Introduction
Analyses of cell viability and cytotoxicity are examples of cell-based assays that derive great benefit from the ability to detect changes to these parameters in real time. Real-time detection allows identification of an exact moment in time when a cytotoxic or antiproliferative change occurs. When these assessments are performed with a microplate reader multiple samples and concentrations can be monitored on a single plate.
Two assays from Promega (RealTime-Glo® MT Cell Viability and the CellTox Green Cytotoxicity Assay) were measured over 72 hours. In order to maintain cell health the CLARIOstar was equipped with an Atmospheric Control Unit (ACU). This enables the detection of both time- and dose-dependent effects on cell proliferation and cytotoxicity.
Assay Principle
The RealTime-Glo® MT Cell Viability Assay is a bioluminescent assay that relies on the metabolic (MT) reducing potential of cells. NanoLuc® luciferase and cell-permeant pro-NanoLuc® substrate are added to cells in culture. Viable cells reduce the substrate which then diffuses into the medium where it is rapidly used by NanoLuc® enzyme to produce a luminescent signal proportional to viable cell number (Fig. 1).
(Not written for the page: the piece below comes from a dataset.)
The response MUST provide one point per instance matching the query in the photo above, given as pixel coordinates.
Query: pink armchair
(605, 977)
The non-activity based CellTox™ Green Cytotoxicity Assay is comprised of a cell membrane impermeant dye that is excluded from viable cells. When the cell membrane becomes compromised, the dye enters the cell where it binds to DNA and becomes fluorescent. Fluorescent signal is proportional to the number of dead cells in culture (Fig. 2).
Materials & Methods
- 384-well, white, clear bottom microplates from Corning
- RealTime-GloTM MT Cell Viability Assay from Promega
- CellToxTM Green Cytotoxicity Assay from Promega
- CLARIOstar® microplate reader from BMG LABTECH
Fluorescence instrument settings
| Method: | Bottom reading |
| Flashes per well: | 50 |
| Optic Settings: | Excitation: F: 482-16/ Emission F: 530-40 |
| Dichroic: | LP 504 |
| No. of cycles: | 73 |
| Cycle time: | 60 min |
| Gain + Focus: | adjusted prior to test |
Luminescence instrument settings
| Measurement interval time: | 1.0 s |
| Optic settings: | No Filter |
| No. of cycles: | 73 |
| Cycle time: | 60 min |
| Gain: | 3500 |
| Cycle time: | 60 min |
| Gain + Focus: | adjusted prior to test |
ACU settings
| CO2: | 5 % |
| O2: | monitoring |
| Target temperature: | 37°C |
Results & Discussion
The CLARIOstar with ACU was able to fully sustain the normal proliferation and health of untreated cells for the entire 72 hour time course (Fig. 3).
Cells treated with varying concentrations of the tyrosine kinase inhibitor bosutinib, initially exhibit proliferation although higher concentrations suppressed proliferation. For all but the lowest concentration, a change appears to occur around 25 hours and cell viability begins to decrease (Fig. 4).
All concentrations of bosutinib also increased cytotoxicity to some degree. Cytotoxicity begins to increase at around 30 hours coincident with decreased viability (Fig. 5).
Conclusion
The CLARIOstar with ACU keeps cells happy so that long term cell-based assays can be achieved. In this case both cell viability and cytoxicity were monitored over 72 hours. Here we show the hourly assessment of the effect of the tyrosine kinase inhibitor bosutinib. The results show a clear time dependence for cytotoxicity as well as time and dose dependence for cell viability.